Four Barnard Global Faculty Fellows participated in the São Paulo event, using the opportunity to network with colleagues, pursue research interests, and bring that work back to the Barnard community. Although faculty members have participated in two previous symposia—in South Africa and India—the Brazil symposium represented the first time that the Global Faculty Fellows were selected in a more formal process spearheaded by the faculty-grants committee. The shift, says Vice Provost Hilary Link, reflected a desire to open the symposium to faculty members whose research interests in Brazil might not have been readily apparent. It also reflected one of the Global Symposium’s missions of developing academic and personal connections that last well beyond the one-day conference.
The faculty members, chosen last spring, applied by outlining their proposed research projects, with an understanding that those projects would “resonate back to the Barnard community,” says Link. “As the events have become bigger and more successful, we wanted to incorporate the work of the symposium into the broader campus community. It’s the lead-up, and the follow-up, in the arc of programming.”

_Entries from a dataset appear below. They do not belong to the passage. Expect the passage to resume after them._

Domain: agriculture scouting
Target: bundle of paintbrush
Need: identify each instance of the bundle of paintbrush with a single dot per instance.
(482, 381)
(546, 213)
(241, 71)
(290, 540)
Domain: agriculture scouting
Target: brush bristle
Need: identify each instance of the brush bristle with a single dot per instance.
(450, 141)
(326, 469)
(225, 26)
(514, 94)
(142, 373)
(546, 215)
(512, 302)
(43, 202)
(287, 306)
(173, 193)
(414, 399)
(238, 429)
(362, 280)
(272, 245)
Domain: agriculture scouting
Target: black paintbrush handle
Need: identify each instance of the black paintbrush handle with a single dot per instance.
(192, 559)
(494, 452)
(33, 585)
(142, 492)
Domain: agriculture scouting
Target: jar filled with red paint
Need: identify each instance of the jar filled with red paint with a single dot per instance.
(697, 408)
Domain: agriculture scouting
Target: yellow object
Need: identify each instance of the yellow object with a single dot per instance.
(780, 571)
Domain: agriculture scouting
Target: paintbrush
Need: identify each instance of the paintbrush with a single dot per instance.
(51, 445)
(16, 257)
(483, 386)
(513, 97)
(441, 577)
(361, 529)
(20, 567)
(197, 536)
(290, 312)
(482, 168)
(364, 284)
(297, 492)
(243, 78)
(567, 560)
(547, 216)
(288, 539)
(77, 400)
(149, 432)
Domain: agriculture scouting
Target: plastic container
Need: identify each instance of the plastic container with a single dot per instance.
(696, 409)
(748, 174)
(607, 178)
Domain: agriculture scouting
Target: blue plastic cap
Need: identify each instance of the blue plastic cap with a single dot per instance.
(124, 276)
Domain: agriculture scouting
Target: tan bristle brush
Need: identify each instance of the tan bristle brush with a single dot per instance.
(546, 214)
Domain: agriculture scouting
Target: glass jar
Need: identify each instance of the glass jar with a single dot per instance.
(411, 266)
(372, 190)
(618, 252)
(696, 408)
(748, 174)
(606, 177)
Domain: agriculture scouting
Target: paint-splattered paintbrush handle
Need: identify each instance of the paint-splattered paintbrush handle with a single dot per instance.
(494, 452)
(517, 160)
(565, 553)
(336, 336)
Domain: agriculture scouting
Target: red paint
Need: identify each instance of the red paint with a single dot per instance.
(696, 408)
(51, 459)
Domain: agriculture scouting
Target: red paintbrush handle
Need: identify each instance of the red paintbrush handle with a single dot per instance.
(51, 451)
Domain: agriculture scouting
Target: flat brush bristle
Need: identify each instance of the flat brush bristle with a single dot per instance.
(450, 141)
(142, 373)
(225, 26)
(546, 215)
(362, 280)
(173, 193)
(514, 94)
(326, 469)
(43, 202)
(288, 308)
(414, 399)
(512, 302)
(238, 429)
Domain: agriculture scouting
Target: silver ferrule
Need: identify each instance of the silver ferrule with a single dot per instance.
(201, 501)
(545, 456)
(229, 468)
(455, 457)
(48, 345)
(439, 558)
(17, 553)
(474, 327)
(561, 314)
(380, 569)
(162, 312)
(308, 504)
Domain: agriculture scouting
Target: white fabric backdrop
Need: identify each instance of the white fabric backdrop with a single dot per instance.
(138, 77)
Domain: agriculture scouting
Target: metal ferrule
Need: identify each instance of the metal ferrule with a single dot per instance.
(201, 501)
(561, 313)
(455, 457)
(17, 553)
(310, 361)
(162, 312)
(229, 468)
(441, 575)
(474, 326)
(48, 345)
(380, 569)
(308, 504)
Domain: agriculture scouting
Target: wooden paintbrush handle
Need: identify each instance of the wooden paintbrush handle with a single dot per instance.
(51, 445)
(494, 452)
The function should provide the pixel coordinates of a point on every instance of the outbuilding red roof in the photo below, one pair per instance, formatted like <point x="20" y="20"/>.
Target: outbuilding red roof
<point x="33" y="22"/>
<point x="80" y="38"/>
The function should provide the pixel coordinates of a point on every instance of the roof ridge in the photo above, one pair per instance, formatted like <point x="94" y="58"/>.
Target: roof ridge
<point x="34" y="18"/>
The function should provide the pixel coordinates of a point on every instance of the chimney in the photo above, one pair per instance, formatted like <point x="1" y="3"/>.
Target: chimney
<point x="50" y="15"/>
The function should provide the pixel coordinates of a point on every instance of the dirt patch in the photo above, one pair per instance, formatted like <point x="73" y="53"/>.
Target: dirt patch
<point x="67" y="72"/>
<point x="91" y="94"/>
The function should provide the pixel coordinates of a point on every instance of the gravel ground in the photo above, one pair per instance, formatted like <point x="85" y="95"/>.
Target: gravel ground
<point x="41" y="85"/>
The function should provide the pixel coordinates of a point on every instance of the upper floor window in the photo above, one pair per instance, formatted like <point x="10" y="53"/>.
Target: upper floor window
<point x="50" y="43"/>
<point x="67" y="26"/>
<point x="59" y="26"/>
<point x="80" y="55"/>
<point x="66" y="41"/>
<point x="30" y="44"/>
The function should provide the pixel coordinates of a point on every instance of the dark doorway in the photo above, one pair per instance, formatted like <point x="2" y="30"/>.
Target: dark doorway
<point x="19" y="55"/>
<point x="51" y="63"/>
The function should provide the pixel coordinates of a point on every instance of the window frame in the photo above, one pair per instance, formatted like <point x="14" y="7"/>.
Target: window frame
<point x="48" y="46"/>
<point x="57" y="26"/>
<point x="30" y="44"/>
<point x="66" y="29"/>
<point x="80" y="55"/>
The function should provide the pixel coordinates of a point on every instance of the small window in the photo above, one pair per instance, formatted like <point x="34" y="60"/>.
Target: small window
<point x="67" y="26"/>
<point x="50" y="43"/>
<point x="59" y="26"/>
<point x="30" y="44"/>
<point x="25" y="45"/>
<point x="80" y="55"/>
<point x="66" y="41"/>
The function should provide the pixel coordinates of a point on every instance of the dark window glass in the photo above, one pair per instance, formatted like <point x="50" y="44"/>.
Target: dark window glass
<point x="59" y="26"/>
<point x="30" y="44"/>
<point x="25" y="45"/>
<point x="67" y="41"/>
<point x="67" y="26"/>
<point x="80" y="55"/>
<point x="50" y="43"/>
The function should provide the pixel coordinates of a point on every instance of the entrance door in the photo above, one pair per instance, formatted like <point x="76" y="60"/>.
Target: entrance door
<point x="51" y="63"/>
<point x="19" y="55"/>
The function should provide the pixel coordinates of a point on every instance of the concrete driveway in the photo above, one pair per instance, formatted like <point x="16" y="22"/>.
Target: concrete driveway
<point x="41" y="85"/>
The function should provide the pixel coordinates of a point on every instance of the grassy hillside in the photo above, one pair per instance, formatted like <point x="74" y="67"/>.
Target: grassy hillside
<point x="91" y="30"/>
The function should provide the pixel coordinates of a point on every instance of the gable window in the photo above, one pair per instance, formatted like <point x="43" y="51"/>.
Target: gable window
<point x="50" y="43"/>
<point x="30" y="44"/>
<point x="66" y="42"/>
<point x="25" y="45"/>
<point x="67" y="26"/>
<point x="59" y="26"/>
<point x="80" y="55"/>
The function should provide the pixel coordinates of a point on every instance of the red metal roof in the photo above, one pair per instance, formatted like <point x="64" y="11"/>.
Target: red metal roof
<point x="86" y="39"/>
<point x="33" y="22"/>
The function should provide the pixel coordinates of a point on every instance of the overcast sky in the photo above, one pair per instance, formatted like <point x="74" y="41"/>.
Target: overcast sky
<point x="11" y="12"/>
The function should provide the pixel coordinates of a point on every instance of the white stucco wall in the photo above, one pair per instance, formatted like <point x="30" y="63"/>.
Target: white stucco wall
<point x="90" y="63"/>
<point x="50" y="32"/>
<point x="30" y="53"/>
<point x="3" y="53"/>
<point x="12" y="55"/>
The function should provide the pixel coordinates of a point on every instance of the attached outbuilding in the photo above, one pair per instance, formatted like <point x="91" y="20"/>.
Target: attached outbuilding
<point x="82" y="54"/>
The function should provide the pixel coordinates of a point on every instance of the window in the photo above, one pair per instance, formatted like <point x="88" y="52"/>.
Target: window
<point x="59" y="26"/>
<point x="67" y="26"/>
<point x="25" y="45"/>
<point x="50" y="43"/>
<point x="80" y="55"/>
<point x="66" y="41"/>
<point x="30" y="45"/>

Fellow Nara Milanich, associate professor of history whose focus is on Latin American history, went to Brazil to research the history of the paternity test before DNA. While she had known that scientists at the University of São Paulo had conducted cutting-edge research on paternity during the 1930s and 1940s, she was thrilled to find the actual reports at the medical school during her visit. “It was an amazing experience on many fronts,” says Milanich, who had gone frequently to Brazil as a child with her mother, an anthropologist. “I got lucky. I went to the institute within the medical school, where they had done the first paternity test in this hemisphere, in 1927, and found all the reports the doctors wrote.” Milanich has worked in Italy, Argentina, and New York investigating the comparative history of paternity tests; the São Paulo experience was “invaluable for the purposes of my research. I would never have found this material otherwise.”

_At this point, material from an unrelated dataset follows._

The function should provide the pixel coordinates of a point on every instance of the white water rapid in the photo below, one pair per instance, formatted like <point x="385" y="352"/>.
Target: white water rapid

History professor Jose Moya went to further his work on Brazilian multiculturalism. Describing his experience as “eye-opening,” he notes that the diversity of the presenters alone—from a graffiti artist and a filmmaker to a government minister, CEOs, and scientists—guaranteed a wide range of perspectives. “Their insights and exchanges with the audience conveyed the dynamism of present-day Brazil,” he adds. “The impression was reinforced by contact with colleagues in São Paulo and Porto Alegre, where I was invited to give a lecture on the global circulation of people, ideas, and cultural practices. We’re now trying to figure out how to foment that type of connection between Barnard and Brazilian universities.”
There were many benefits for Colleen Thomas-Young, associate professor of professional practice in dance. “This vital exchange with other artists and art forms is a dynamic effort to expand what I am able to give my students,” she explains. “My proposal was to share my teaching and creative interests with the symposium group. I taught a contact-improvisation workshop for the professional dancers at the Balé da Cidade de São Paulo and offered a master class for other dancers, artists, and the general public. I also explored the creation of a new work in collaboration with filmmaker Petra Costa ’06.
“Petra and I shot four hours of footage,” she says. “I danced in the streets of Rio, as we were exploring ways in which woman measure themselves, their experience, and their life. Police stopped us twice because we were in the middle of the street or on some forbidden property. It was amazing to be so focused on any impulse that might immediately become the seed for movement.”
Maria Rivera Maulucci, assistant professor of education, expanded her exploration of gender-equity issues in elementary-science education in Brazil. (Previous research was done in the United States and Argentina.) She developed a survey to understand young girls’ perspectives on science education. In collaboration with Prof. Felicia Moore Mensah from Teachers College, she visited local schools and spoke with teachers, parents, administrators, and students. Maulucci says, “I gained a much greater appreciation for the Brazilian education system. There are similar challenges, and unique challenges, around issues of equity, especially with access for secondary students to quality education.”
She adds, “Both Argentina and Brazil have female presidents. They’ve broken that glass ceiling. I wonder what impact that has on girls’ aspirations for science, considered a non-traditional field.”